SLR - July 2015 - Jeff Weber
Simultaneous Ankle Arthroscopy and Hindfoot Endoscopy for Combined Anterior and Posterior Ankle Impingement Syndrome in Professional Athletes
Reference: Miyamoto W., Takao M., Matsui K, Matsushita T. Simultaneous ankle arthroscopy and hindfoot endoscopy for combined anterior and posterior ankle impingement syndrome in professional athletes. Journal of Orthopaedic Science. 2015 Mar 24.
Scientific Literature Review
Reviewed By: Jeff Weber, DPM
Residency Program: Detroit Medical Center
Podiatric Relevance: Athletes are a unique subset of the patient population that require special attention due to the high physical demand of the sport in which they participate coupled with high expectations that are placed upon them by team owners, coaches, parents, and themselves. Return to sport can be paramount to one’s career in the case of the professional athlete, but is often times equally important to the overall quality of life for recreational athletes. Failed conservative care of ankle impingement syndrome leads to open as well as arthroscopic treatment measures. The authors of this article conclude that arthroscopy can be used to significantly improve pain and functional levels in athletes with anterior and posterior ankle impingement syndrome (AAIS and PAIS respectively) and help them return to their sport.
Methods: This is a retrospective study of 9 (8 men, 1 woman) professional athletes and a total of 12 ankles with combined anterior and posterior ankle impingement syndrome who were surgically treated with arthroscopy and endoscopy.

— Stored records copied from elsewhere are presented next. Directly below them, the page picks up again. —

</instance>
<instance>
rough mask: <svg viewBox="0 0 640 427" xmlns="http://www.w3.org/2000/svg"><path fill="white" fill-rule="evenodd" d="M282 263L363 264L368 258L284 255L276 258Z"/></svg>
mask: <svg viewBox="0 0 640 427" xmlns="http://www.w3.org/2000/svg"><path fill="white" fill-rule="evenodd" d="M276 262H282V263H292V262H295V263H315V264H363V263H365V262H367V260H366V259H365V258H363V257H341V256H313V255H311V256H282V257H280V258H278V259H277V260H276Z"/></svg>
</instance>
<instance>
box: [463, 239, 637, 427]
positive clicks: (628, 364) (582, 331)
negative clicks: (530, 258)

Age range was 19-34 with median age of 25. All patients were followed up at a minimum of 24 months. None had undergone previous surgery. All patients underwent radiographic examination, CT, and MRI evaluation to assess all osseous and soft tissue structures. PAIS was diagnosed with these measures coupled with an ultrasound guided anesthetic injection. Outcome measures included pre and postoperative AOFAS scores, VAS scores, and degree of active ankle joint range of motion. Statistical analysis of the outcome measures was performed using the Wilcoxon signed rank test. Active range of motion began POD 1, passive ROM 2 weeks postop, and full weightbearing POD 2.
Results: Nine patients, 12 ankles underwent arthroscopy and endoscopy for AAIS and PAIS. Median follow up was 40 months (range 24-49 months). Median AOFAS scores improved significantly (p < .01) from 63 preoperatively to 82 postoperatively. The median VAS score improved significantly from 85 (scale 0 to 100) preoperatively to 8 postoperatively (p < .01). The median active ankle plantar flexion and dorsiflexion improved significantly from 40 degrees and 10 degrees preoperatively to 50 degrees and 15 degrees postoperatively (P < .01 and .05 respectively). All patients returned to sport at a median of 12 weeks postoperatively.
Conclusion: All 9 patients in this study desired return to activity as soon as possible after surgery. Pathology other than AAIS and PAIS, such as lateral ankle instability and osteochondral lesions of the talus were found in several athletes, but were left untreated as surgical intervention for them would have required a prolonged recovery course and because the primary symptomatology was anterior and posterior ankle pain consistent with AAIS and PAIS. Despite these other pathologies not being addressed, significant improvement was seen in VAS and AOFAS scores as well as active ankle range of motion postoperatively compared to preoperatively. Previous studies have shown faster recovery time with arthroscopy vs. open surgery. This study supports that simultaneous arthroscopic and endoscopic treatment for AAIS and PAIS is effective for professional athletes who desire to return to their sport as quickly as possible.